Kale is no exception when it comes to what veggie plants typically need to grow well. Nutrient-rich, well-drained soil. If your garden is lacking in well-drained, nutrient-rich soil – don’t worry. About two weeks before you plant, be sure to dig the soil about a foot and a half deep. Remove any rocks and break up large clumps. Add a few shovels full of compost and set the plants into the newly well-drained and nutrient-rich soil up to the first set of true seed leaves.
Kale is generally a cool weather crop. It has the highest yields during the early spring and fall. However, it can grow during the summer and the winter – but plan to harvest the kale leaves less often during these months.
If your area experiences winter low temperatures in the twenties, your kale plants should be able to survive the winter with only a layer of mulch. If your winter lows are in the teens, you can either let your kale plants go for the winter, or try to extend the harvest by adding a garden blanket such as Remay.
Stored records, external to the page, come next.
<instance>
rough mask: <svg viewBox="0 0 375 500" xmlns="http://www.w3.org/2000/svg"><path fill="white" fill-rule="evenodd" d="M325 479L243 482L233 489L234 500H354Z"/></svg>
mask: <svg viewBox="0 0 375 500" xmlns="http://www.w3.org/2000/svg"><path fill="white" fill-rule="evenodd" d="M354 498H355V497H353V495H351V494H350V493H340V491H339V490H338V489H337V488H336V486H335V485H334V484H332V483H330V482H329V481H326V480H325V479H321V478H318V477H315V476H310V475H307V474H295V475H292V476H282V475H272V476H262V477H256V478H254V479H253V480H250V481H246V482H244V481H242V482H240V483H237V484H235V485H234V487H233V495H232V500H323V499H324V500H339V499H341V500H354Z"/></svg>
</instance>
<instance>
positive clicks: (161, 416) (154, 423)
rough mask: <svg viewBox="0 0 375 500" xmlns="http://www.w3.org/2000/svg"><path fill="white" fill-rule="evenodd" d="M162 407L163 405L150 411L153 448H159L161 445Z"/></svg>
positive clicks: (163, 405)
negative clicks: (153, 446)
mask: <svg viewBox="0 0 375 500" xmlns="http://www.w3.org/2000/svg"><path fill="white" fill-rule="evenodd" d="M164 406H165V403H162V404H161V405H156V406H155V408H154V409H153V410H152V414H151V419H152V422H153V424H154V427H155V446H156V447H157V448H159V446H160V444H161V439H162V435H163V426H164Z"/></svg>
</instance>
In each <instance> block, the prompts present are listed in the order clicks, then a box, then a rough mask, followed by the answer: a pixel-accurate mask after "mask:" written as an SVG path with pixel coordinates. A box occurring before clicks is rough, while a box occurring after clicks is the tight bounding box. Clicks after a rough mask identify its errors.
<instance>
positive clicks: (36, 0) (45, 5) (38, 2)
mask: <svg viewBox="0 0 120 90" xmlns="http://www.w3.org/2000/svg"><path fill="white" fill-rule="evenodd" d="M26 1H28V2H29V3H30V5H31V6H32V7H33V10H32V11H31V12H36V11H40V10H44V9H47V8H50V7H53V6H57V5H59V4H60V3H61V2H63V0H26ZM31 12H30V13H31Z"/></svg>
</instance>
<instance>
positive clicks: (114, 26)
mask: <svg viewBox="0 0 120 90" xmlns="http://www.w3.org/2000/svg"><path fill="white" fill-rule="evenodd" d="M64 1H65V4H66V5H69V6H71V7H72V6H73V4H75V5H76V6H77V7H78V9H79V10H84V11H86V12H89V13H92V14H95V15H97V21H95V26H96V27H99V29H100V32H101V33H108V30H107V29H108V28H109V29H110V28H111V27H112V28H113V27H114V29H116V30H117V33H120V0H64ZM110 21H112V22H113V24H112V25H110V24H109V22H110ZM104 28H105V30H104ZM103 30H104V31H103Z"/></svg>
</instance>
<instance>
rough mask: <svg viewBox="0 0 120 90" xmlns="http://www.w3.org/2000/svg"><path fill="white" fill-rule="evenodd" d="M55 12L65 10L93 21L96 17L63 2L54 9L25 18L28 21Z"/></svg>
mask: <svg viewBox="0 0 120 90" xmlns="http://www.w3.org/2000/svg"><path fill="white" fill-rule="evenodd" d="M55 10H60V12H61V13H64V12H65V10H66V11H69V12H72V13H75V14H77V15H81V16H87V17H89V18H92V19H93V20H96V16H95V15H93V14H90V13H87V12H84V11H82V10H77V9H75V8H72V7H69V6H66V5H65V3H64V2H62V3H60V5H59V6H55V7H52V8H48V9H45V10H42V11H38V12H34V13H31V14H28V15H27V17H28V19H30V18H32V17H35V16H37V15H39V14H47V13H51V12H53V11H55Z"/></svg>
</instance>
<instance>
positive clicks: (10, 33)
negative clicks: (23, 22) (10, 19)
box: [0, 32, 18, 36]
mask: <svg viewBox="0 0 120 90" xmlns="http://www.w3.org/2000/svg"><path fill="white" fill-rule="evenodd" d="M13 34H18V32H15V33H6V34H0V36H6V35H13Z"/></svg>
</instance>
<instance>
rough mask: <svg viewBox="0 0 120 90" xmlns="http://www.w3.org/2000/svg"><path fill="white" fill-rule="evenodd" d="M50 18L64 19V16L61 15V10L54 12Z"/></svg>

Kale will continue to produce in lower temperatures with double protection such as a hoop house and row cover or garden blanket.
Since kale plants offer continuous harvests, they generally benefit from regular feedings. If you have a compost pile, you can side dress the plants – which means adding fertilizer off to the side of the main stem. Since kale is a leafy plant, fish emulsion works well as a fertilizer. You can also add compost tea or even a granular fertilizer – about one or two tablespoons per plant every few weeks.
Depending on your type of soil and growing conditions, watering needs will change.
Sandy soils tend to dry out more quickly than loam or clay soils. The best way to determine your watering needs is to stick your finger in the soil and feel for dampness about two inches down. In most cases one inch of rain a week is enough water for kale plants to grow healthy leaves.
During the summer, kale will need more water, particularly if it’s hot and rain is in short supply.
During winter months, it is best to cut down on the amount of water you give your kale plants. Too much water can cause mildew. Plus since the growth is naturally slower during the winter, it will simply need less watering.